Malgré l’inconfort de se retrouver à couteaux tirés avec un voisin,
un collègue ou un membre de sa famille (je ne peux pas croire que ça ne
vous est pas arrivé, vous aussi), plus dure encore est l’attitude du
gouvernement Marois dans toute cette histoire. Je veux parler surtout de
cette façon d’appeler un chat un chien, de dire le contraire de la
réalité, d’affirmer que nous vivons une « crise » alors que tous les
intervenants disent le contraire, de prétendre vouloir la « cohésion »
alors qu’aucun débat n’a créé autant de divisions, de se dire préoccupé
par l’égalité hommes-femmes, « la chose la plus importante au Québec »
(mon oeil), alors que, visiblement, la chose qui compte actuellement
est de positionner le Québec comme l’adversaire incontesté du
multiculturalisme, question de tenir le Canada et tout l’univers
anglo-saxon à bout de bras. Lisez la lettre que Jean-François Lisée
publiait cette semaine dans le New York Times, très instructif à cet égard.
Le romancier George Orwell a un nom pour ce genre de sémantique contradictoire : la doublepensée (doublethink).

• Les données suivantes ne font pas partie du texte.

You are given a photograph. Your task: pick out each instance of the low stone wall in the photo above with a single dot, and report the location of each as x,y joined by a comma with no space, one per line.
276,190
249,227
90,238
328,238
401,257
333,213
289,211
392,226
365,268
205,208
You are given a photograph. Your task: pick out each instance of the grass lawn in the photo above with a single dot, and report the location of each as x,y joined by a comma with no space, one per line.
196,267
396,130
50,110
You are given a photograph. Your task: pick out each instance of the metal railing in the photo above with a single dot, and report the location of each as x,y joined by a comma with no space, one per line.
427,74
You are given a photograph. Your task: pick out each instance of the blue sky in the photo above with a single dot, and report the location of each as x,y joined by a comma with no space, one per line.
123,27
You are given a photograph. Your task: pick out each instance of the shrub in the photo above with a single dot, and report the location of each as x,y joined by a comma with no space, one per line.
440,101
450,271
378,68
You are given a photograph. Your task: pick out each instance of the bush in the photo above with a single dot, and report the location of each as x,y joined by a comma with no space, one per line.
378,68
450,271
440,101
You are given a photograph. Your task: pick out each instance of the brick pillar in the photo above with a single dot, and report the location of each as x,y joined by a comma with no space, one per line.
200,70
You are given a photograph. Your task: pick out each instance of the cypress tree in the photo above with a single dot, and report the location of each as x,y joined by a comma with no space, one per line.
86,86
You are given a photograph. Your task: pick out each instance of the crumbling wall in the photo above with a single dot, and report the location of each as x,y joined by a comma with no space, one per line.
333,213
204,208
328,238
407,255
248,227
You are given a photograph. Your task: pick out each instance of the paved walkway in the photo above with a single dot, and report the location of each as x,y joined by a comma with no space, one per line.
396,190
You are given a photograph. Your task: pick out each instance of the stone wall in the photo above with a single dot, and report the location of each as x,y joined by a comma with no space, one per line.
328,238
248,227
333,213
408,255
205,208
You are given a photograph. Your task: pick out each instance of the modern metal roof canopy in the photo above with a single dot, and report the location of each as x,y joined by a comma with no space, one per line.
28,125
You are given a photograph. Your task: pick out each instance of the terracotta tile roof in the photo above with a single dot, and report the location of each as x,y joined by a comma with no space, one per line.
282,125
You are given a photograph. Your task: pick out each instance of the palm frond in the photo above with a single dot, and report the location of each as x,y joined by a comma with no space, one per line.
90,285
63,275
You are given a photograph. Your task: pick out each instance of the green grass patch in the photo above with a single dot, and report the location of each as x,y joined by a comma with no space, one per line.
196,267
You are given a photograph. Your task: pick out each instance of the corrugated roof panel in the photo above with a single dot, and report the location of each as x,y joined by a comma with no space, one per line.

Dire une chose, le plus sincèrement du monde, tout en évoquant son
contraire, arme politique redoutable et malaisée s’il en est une. Les
manoeuvres du gouvernement Marois sont à ce point cousues de fil blanc
que j’ai fini par croire, moi aussi, qu’il n’a pas du tout l’intention,
malgré ce qu’il en dit, de passer son projet de loi. Un parti quelque
soit peu sérieux à cet égard aurait commencé par fournir des études,
aurait proposé une définition de la neutralité d’État, ce qui manque
toujours à l’appel, aurait, vu son statut minoritaire, davantage écouté
les voix discordantes, mis un peu d’eau dans son vin. Surtout, un parti
bien motivé aurait sauté sur l’occasion de saisir le consensus qui se
dégage pour en faire un premier projet de loi.
Unité de pensée
Il existe après tout une extraordinaire unité de pensée sur les deux
tiers du projet de loi 60. Nous voulons tous la neutralité de l’État
comme principe fondateur, la réaffirmation de l’importance de l’égalité
hommes-femmes et, finalement, des balises, plus limpides encore, pour
encadrer les accommodements religieux. Devant une situation comme celle
qui vient de se produire à l’Université York à Toronto, il faut que ce
soit archiclair : personne ne peut invoquer un motif religieux pour
éviter le contact avec des femmes, puisqu’il s’agit là d’une censure
implicite de la présence des femmes sur la place publique. Personne ne
veut ça.
Il y aurait là un projet de loi que tout le monde s’empresserait de
signer, comme le proposait d’ailleurs Québec solidaire en octobre
dernier. Il s’agirait d’un véritable acte de cohésion permettant
ensuite, à tête un peu plus reposée, de passer à l’étape plus
difficile : jusqu’où interdire les signes religieux ? Curieusement, ce
n’est pas ce que choisit le gouvernement Marois. Malgré les âpres
divisions à ce sujet, malgré une détérioration des rapports sociaux et
une augmentation des préjugés à l’égard de communautés culturelles — ce
dont fait état un sondage Léger publié cette semaine —, malgré le fait
que toutes les grandes universités du Québec, la Ville de Montréal, la
Fédération autonome des enseignants, l’Association des médecins, la
commission scolaire anglophone de Montréal, l’Hôpital juif de Montréal,
pour ne rien dire de la Commission des droits de la personne, malgré le
fait que toutes ces institutions clés sont en profond désaccord avec
cette partie du projet, et ont l’intention de protester devant les
tribunaux s’il le faut, le gouvernement fait la sourde oreille,
préférant les quelques points de plus que sa position « sans compromis »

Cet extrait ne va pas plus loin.